The Pioneer Valley Workers Center has played a major role in mobilizing low-wage and immigrant workers in the area in just one year of existence.
“We need to put more money into the hands of workers, so they have more buying power. Wage has continued to stagnate. How can we justify letting workers only make under $19,000 a year to support themselves?” said Rose Bookbinder, a coordinator at the Workers Center. “When anyone is oppressed or not being treated with the dignity they deserve, that affects us all.”
Gretchen Ravenhurst, a server at Hotel Northampton’s restaurant, and Peter Simpson, owner of Haymarket Cafe in Northampton, spoke at the rally on Tuesday.
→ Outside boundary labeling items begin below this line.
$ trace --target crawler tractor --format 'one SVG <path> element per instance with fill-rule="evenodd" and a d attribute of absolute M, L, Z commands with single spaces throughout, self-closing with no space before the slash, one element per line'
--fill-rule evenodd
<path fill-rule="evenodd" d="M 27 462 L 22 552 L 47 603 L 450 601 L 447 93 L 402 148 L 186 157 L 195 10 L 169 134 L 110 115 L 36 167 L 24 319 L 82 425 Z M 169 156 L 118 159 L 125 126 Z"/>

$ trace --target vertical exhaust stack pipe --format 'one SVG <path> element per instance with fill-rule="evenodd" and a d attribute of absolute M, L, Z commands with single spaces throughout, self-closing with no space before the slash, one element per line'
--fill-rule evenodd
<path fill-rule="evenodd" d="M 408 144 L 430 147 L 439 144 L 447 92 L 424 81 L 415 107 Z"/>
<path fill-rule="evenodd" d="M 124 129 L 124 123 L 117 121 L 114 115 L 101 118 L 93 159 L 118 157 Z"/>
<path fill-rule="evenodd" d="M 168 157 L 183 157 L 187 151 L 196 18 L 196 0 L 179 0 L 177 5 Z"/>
Both participated in a panel discussion for the Labor and Workforce joint committee.
“The mentality that serving is not a career, and serving is a temporary job” is a major obstacle for many workers in the food service industry, said Ravenhurst.
Peter Simpson recently eliminated tipping at Haymarket Cafe in favor of paying higher wages to his employees. In November, starting wages at the cafe will rise to $14 per hour and are set to reach $17 per hour by 2018.
In a statement by the Pioneer Valley Workers Center prior to the rally on Tuesday, Ravenhurst said, “Walking away from a 10 to 11 hour shift with a $6 total average hourly is humiliating.”
Many supporters consider the current federal minimum wage at $7.25 per hour to be “starvation pay” and demand a living wage. According to the National Employment Law Project, more than 50 percent of workers make less than $15 per hour in the food preparation and service industries.
Massachusetts policymakers are still in the process of deliberating on the Fight for $15 bills, which include legislation establishing wages for workers at retail stores and fast food chains, and tipped worker’s wage and state living wages.
Presidential candidate Sen. Bernie Sanders introduced a bill in July that would increase the national minimum wage to $15 an hour. New York City, Seattle, Los Angeles and San Francisco are in the process of raising the citywide minimum wage to $15 per hour within the next few years.
The wage increase would benefit employees in a variety of industries. A full-time worker earning $15 per hour would make around $31,000 per year.